Sergilerin başarısı Avrupa’ya giden yolları açacak, 1975 yılında Paris’te ‘’Eski İstanbul Evleri ve Boğaziçi Yalıları’’ konulu fotoğraf sergisi açılacaktır. Bu sergiye Europa Nostra Başkanı Lord Duncan Sandys de katılır ve Perihan Balcı’ya çalışmalarını bir sivil toplum kuruluşu çatısı altında sürdürmesini önerir. “Eğer bir dernek kurarsanız sizi de aramıza alırız.” sözünü verir. Paris’te düzenlenen sergiyi İngiltere, İsviçre; Hollanda ve Almanya izleyecektir.
Perihan Balcı, Türkiye’ye döner dönmez tarihe mal olmuş kültür varlığı evlerimizin korunması amacıyla İstanbul’da bir dernek kurma çalışmalarına başlar. Prof. Doğan Kuban, Ord. Prof. Süheyl Ünver gibi kültür alanında ileri gelen bilim insanları, sanatçılar ve akademisyenlerinden oluşan Kurucular Kurulu ile 17 Mayıs 1976’da «Tarihi Evleri Koruma Derneği» kurulur. Dernek, 5 Eylül 1978’de Avrupa Doğa ve Kültür Varlıkları Koruma Birliği Uluslararası Federasyonu ‘’Europa Nostra’’ ya üye olarak kabul edilir. Ertesi yıl, Bakanlar Kurulu’nun 7/18716 sayılı kararıyla ‘’Kamu Yararına Dernek’’ ilan edilir ve başına ‘’Türkiye’’ ibaresi ilave edilerek ‘’TÜRKİYE TARİHİ EVLERİ KORUMA DERNEĞİ’’ adını alır.
Dernek çatısı altında, geleneksel evlerimizin tanıtılıp korunması için sergiler, konferanslar, Tarihi Türk Evleri Haftaları düzenler ve toplumun hemen her kesiminden destek alır. Sıra Türk müze geleneğine en kalıcı armağanı kazandırmaya gelmiştir.
1983 yılında Kültür Bakanlığı’na bağlı İstanbul Rölöve ve Anıtlar Müdürü sn. Hüsrev Tayla ile birlikte büyük bestekârımız Hamamizade İsmail Dede Efendi’nin 28 yıl yaşadığı evini bulan Perihan Balcı binanın ayağa kaldırılmasına dernek olarak talip olur.
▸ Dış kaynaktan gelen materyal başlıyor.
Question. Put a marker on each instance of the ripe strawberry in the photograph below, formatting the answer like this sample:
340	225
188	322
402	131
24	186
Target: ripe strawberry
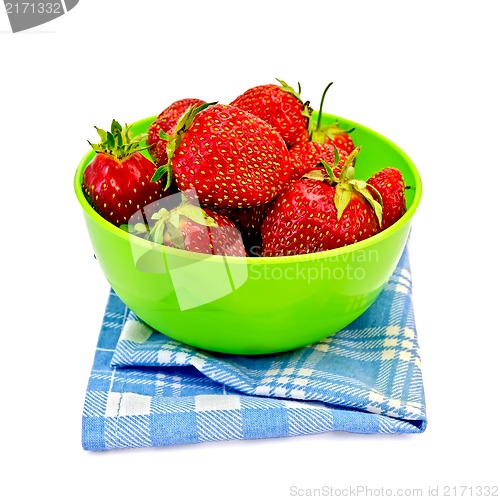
166	122
332	133
316	214
281	107
117	182
307	156
232	158
189	227
390	185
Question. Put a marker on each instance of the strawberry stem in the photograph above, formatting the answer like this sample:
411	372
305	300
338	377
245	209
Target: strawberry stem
173	142
119	142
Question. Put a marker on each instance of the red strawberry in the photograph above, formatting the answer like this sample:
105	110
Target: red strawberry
332	133
314	215
189	227
166	122
307	156
390	185
281	107
249	222
117	182
232	158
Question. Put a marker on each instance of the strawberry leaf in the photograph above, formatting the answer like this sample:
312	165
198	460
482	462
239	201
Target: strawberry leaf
315	175
290	90
343	195
175	236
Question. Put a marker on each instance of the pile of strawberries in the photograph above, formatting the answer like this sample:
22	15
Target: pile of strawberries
252	177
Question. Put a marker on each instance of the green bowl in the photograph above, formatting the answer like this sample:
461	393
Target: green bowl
254	305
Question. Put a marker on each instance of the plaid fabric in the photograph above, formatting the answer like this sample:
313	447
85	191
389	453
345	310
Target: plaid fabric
146	389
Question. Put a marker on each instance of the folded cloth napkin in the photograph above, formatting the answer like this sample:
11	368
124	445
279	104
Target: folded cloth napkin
146	389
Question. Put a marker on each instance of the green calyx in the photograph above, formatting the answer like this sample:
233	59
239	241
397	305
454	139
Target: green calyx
306	108
346	184
173	141
167	224
119	141
320	133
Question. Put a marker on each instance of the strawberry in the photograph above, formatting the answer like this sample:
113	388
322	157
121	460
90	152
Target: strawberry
321	213
340	138
117	181
389	184
187	226
333	133
280	106
166	122
307	156
232	158
248	221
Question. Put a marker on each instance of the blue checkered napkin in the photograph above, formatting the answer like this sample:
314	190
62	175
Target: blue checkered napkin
146	389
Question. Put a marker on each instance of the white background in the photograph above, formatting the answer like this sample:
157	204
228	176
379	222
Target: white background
422	73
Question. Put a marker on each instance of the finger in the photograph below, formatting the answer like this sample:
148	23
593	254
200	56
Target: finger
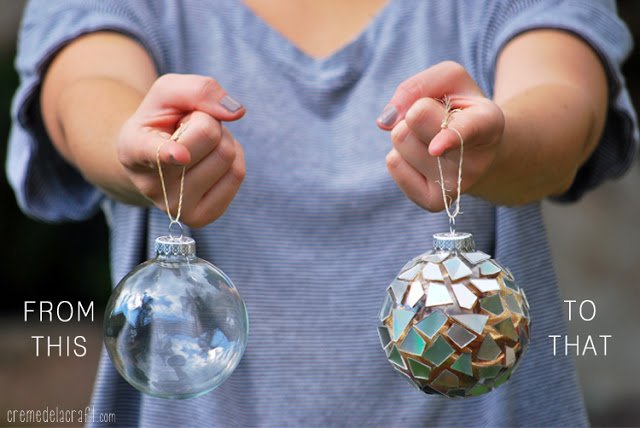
200	135
205	174
475	125
215	202
189	92
414	151
445	78
413	184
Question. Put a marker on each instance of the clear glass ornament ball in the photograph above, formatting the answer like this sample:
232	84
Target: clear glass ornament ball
176	326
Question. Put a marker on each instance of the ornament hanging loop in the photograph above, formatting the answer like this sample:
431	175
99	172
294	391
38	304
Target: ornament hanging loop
449	111
175	229
173	221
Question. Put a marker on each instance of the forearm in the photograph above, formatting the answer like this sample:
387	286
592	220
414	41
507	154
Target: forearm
90	114
550	130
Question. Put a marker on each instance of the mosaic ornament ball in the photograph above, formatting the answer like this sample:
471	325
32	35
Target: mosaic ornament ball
454	322
176	326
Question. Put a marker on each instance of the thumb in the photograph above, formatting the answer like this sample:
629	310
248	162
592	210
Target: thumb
445	78
185	93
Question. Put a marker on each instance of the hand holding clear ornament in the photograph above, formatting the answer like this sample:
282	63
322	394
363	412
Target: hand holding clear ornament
175	327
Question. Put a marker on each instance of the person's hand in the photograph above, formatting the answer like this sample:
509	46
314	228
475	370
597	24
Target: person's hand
214	160
414	115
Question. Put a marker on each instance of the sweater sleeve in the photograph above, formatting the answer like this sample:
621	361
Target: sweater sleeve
46	186
596	22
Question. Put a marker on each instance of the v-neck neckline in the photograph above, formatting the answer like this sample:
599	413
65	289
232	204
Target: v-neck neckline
260	34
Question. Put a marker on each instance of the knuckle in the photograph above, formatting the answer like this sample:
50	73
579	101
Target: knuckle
453	67
409	88
238	172
165	80
209	131
399	134
207	87
148	188
418	113
226	152
393	160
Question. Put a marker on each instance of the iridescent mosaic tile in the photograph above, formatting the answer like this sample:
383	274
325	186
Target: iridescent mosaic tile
412	344
418	369
485	285
401	319
489	269
431	272
476	257
463	364
439	351
466	299
438	257
492	304
410	274
489	350
456	269
474	322
431	324
414	294
460	336
438	294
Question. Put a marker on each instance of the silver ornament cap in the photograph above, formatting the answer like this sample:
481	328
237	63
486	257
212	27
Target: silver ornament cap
460	241
175	246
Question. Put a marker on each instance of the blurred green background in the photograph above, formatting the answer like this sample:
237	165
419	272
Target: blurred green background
594	243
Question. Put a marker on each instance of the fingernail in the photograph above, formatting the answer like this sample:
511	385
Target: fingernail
388	115
230	104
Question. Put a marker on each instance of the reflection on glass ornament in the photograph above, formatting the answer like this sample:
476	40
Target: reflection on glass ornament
176	326
454	322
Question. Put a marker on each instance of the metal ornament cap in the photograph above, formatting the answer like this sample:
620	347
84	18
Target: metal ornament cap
175	246
460	241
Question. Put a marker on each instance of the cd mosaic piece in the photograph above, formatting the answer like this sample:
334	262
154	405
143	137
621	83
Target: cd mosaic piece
454	322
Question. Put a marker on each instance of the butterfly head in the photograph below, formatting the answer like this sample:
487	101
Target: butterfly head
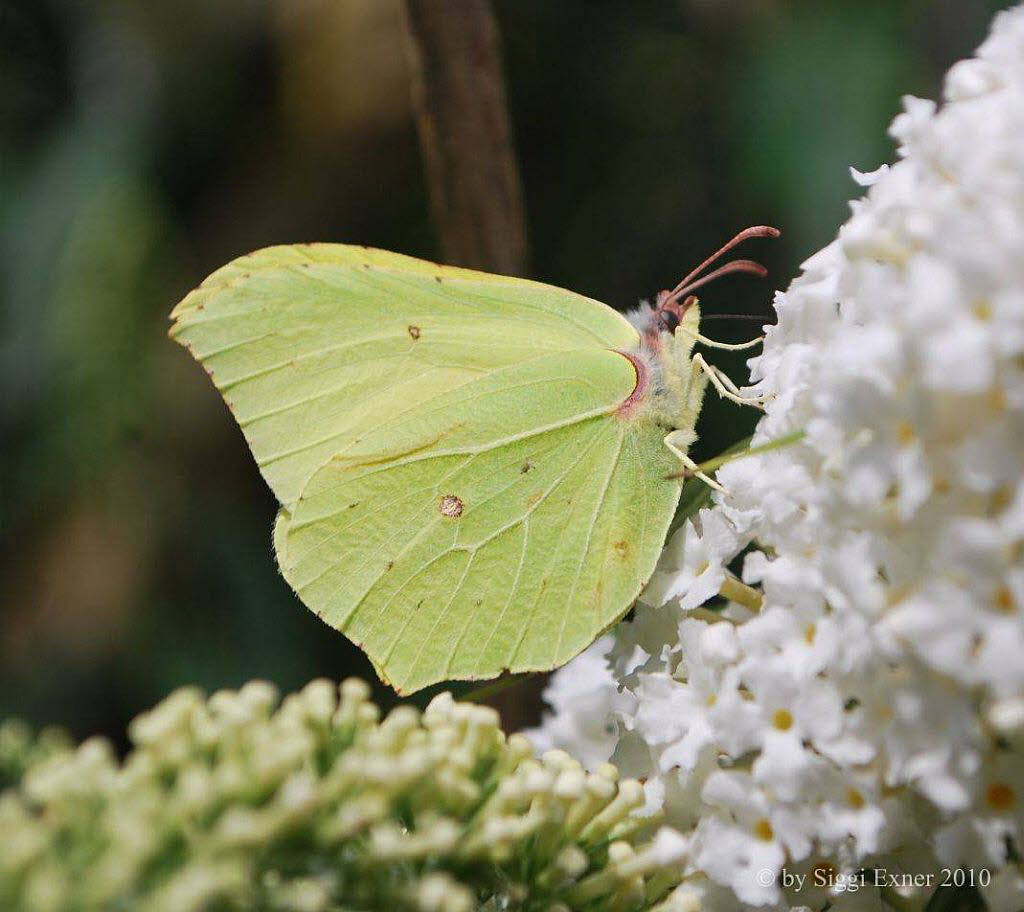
670	328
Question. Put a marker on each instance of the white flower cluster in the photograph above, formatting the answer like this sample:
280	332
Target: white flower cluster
238	804
868	715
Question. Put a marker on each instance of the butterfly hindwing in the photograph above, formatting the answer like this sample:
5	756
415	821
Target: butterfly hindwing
461	565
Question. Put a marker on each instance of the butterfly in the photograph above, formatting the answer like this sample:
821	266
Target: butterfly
476	473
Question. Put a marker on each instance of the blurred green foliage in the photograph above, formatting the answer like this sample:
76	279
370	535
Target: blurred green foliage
142	144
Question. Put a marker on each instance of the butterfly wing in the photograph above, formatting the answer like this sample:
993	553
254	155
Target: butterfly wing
307	342
458	500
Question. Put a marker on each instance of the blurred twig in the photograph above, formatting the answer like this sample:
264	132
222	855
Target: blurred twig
463	120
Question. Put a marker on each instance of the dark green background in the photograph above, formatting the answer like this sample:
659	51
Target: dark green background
143	143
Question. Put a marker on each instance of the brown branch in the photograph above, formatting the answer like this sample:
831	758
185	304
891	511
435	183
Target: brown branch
463	121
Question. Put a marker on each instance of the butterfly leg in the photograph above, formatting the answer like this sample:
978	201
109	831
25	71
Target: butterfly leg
724	346
725	387
678	442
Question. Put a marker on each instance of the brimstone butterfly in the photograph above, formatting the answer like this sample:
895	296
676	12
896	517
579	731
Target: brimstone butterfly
475	473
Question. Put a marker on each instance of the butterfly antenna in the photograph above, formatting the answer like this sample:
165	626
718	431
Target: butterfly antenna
690	283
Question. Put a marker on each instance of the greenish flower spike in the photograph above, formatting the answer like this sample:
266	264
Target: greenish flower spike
236	802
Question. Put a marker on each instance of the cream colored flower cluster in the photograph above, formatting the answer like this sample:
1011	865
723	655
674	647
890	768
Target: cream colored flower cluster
238	804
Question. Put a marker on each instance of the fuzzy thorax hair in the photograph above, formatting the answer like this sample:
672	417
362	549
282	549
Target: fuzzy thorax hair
673	385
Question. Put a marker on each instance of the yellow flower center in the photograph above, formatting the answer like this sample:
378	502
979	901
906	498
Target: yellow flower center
782	720
1000	796
763	830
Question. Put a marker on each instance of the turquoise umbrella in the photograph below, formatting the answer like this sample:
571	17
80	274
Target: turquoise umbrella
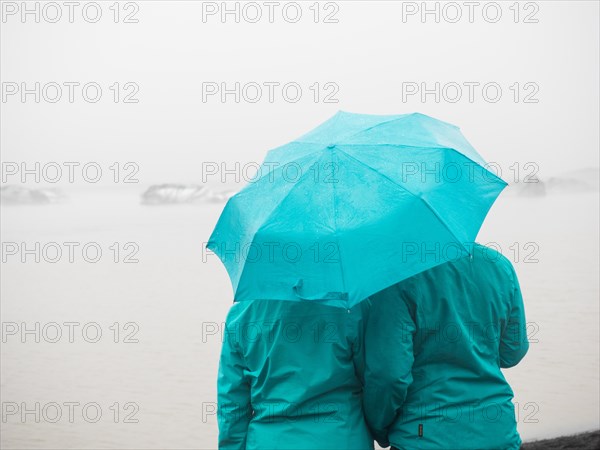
354	206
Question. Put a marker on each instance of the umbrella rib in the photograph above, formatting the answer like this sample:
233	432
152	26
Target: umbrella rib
434	212
334	195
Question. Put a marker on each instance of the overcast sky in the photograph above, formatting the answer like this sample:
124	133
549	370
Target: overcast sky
375	53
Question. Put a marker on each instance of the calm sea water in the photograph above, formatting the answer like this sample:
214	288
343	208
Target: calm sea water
159	392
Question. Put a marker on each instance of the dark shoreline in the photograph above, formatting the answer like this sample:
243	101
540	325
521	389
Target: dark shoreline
588	441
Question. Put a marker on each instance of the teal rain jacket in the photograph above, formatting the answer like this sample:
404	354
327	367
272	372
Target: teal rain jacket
289	377
435	344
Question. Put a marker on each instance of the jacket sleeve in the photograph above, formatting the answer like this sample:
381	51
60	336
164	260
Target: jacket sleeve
233	392
513	341
389	335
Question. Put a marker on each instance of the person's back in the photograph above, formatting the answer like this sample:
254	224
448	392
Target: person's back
288	377
435	344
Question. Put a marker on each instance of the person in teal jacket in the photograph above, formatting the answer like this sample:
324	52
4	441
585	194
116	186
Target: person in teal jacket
435	344
290	377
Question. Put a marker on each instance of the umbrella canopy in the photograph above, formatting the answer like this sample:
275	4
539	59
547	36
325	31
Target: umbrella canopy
354	206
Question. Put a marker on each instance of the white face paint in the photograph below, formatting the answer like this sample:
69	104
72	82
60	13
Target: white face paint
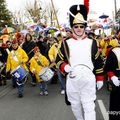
78	30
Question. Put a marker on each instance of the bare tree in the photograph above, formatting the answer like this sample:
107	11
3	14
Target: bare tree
35	10
50	13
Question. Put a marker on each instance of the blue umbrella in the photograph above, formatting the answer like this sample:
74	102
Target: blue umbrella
103	16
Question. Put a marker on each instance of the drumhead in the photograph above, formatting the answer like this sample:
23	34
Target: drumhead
43	71
15	69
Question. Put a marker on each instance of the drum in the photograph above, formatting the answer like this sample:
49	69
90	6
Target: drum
19	73
46	74
1	64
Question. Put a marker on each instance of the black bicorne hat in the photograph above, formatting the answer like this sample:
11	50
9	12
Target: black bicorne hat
78	14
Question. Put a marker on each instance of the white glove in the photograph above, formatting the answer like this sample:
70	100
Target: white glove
115	81
67	68
99	84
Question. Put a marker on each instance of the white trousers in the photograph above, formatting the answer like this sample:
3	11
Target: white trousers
81	92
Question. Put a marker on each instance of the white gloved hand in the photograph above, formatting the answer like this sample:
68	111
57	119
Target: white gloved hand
115	80
99	85
67	68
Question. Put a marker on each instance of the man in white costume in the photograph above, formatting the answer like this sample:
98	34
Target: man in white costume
80	60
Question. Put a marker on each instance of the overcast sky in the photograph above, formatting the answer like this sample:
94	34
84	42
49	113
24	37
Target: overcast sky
99	6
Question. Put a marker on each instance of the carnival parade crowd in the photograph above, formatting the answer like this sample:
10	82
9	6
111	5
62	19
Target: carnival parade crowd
81	61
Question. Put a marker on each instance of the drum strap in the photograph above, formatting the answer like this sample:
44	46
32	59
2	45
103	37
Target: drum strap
39	62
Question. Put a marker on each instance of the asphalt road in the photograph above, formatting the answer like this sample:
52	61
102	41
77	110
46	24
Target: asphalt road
35	107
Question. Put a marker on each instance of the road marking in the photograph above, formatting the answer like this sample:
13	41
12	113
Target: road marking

Yıkıntı halindeki ev 7 Ağustos 1984 tarihinde restore edilmek kaydıyla 33 yıllığına derneğe tahsis edilir.
Perihan Balcı neden Dede Efendi Evi’ni seçtiğini şöyle anlatır: “Orayı seçmemin sebebi büyük bestekâr Dede Efendi’nin evi olduğu içindir. 1774’te yapılmış bir İstanbul evi. Ancak bütün değerlerimize sahip çıkmadığımız gibi onu da terk etmişiz, yalnızlığa, boşluğa, yıkılmaya.” Evin yaşama kazandırılması ve büyük bestekârın anılarının yaşatılması için evi yıllarca süren büyük emeklerle restore etmiş ve yaşayan bir müze haline getirmiştir.
Kısıtlı imkânlarla restorasyonu Prof. Dr. Cengiz Eruzun tarafından gerçekleştirilen Dede Efendi Evi, Türkiye’nin ilk Türk Müziği Müzesi olarak 1997 yılında Cumhurbaşkanı Süleyman Demirel tarafından hizmete açılır. Bu heyecan verici hizmetin unutulmaz övgüsü ise Cumhurbaşkanı Süleyman Demirel tarafından şöyle yapılacaktır:
“Perihan Balcı Hanımefendi’nin hizmetleri ödeşilmez. Dileklerini karşılamak görevimizdir.”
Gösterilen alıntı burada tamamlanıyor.